Objective: Currently, transrectal ultrasound-guided (TRUS) systematic prostate biopsy is the standard procedure in the diagnosis of prostate cancer. Although TRUS-guided prostate biopsy is a safe method, it is an invasive procedure that is not free from complications. In this prospective study we evaluated the complications of a TRUS-guided 12-core prostate biopsy.
Material and methods:The study included 2049 patients undergoing transrectal ultrasound-guided 12-core prostate biopsy used in the diagnosis of prostate cancer. The indications for the prostate biopsy were abnormal digital rectal examination findings and/or an elevated serum total prostate specific antigen (PSA) level (greater than 4 ng/mL). The participants received prophylactic oral ciprofloxacin (500 mg) the night before and the morning of the biopsy, followed by 500 mg orally twice daily for 2 days. To prevent development of voiding disorders, the patients also received oral alpha blockers for 30 days starting the day before the procedure. A Fleet enema was self-administered the night before the procedure for rectal cleansing. The complications were assessed both 10 days and 1 month after the biopsy.

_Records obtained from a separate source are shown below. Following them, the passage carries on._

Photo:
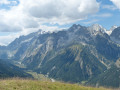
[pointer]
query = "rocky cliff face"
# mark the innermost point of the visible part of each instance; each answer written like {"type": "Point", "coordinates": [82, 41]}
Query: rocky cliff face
{"type": "Point", "coordinates": [76, 54]}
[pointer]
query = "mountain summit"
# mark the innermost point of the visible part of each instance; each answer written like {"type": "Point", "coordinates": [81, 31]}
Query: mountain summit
{"type": "Point", "coordinates": [74, 55]}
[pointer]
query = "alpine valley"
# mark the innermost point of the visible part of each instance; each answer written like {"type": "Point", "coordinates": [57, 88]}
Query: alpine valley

Results:The mean age, serum total PSA level and prostate volume of the patients were 65.4±9.6 years, 18.6±22.4 ng/mL and 51.3±22.4 cc, respectively. From these 2.042 biopsies, 596 cases (29.1%) were histopathologically diagnosed as prostate adenocarcinoma. Minor complications, such as hematuria (66.3%), hematospermia (38.8%), rectal bleeding (28.4%), mild to moderate degrees of vasovagal episodes (7.7%), and genitourinary tract infection (6.1%) were noted frequently. Major complications were rare and included urosepsis (0.5%), rectal bleeding requiring intervention (0.3%), acute urinary retention (0.3%), hematuria necessitating transfusion (0.05%), Fournier's gangrene (0.05%), and myocardial infarction (0.05%).Conclusion: TRUS-guided prostate biopsy is safe for diagnosing prostate cancer with few major but frequent minor complications. However, patients should be informed and followed-up after biopsy regarding possible complications.